You can define ENVIRONMENT variables for the inside of a JOB from the
command line when you submit the JOB using a new option:
-Denvironment_variable=value
For example, you can change the JOBNAME to be different from the name
of the JOBSCRIPT which you are running. The files produced by the JOB
will have names like ${JOBNAME}.printer, etc., instead of the default
${JOBSCRIPT}.* names.
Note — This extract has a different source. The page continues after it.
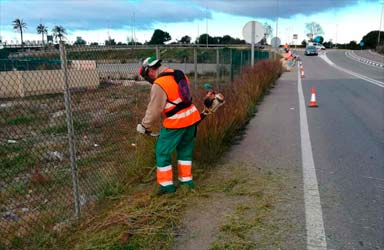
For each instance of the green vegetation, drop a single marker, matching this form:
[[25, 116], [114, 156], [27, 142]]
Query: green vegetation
[[120, 171]]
Using -DJOBNAME=... allows you to run several JOBs
simultaneously from the same JOB script, without conflict between the
JOBs submitted from the same directory.
Another use of the -D... option allows redefinition of the JOB's TAPE00
or TAPE99 variables from outside the JOB. If you submit the JOB with:
-DTAPE00=my_input_file
this will override the TAPE00 definition in the JOB script, provided
the TAPE00 line within the JOB has the new form:
export TAPE00; TAPE00=${TAPE00-"${DATAROOT}/${DATAFILE}"}
This construction only sets TAPE00 to ${DATAROOT}/${DATAFILE} provided
TAPE00 has not been previously defined.
The option:
-Dtape99=/dev/null
pipes event output to the null device (throws it away), if the JOB has:
export TAPE99; TAPE99=${TAPE99-${JOBNAME}.tape99}
The sample JOBs in ~klue/dist/jobs now reflect this construction for
several variables.
One can use the -D... mechanism to send environment variables to the
Mortran of the JOB, using:
CHARACTER*256 value_string; "Here 256 is arbitrary, but must be enough"
CALL GETENV('varname',value_string);
to retrieve their values from within the Mortran.
The -D... construction works for JOBs run INTERACTIVELY and in BATCH.
The position of the option is unimportant within the klsub invocation.
You can use the DNQS commands (qstop, qstat, qrm, qdate, quse, qtime)
to query and manage your jobs in the QUEUEs. E871 has additional
commands like "throng" which lists the status of all KLJOBs from
the E871 Collaboration.
To use the qtime or qstop tools you must have a .rhosts file that
contains a list of nodes your batch jobs might run on.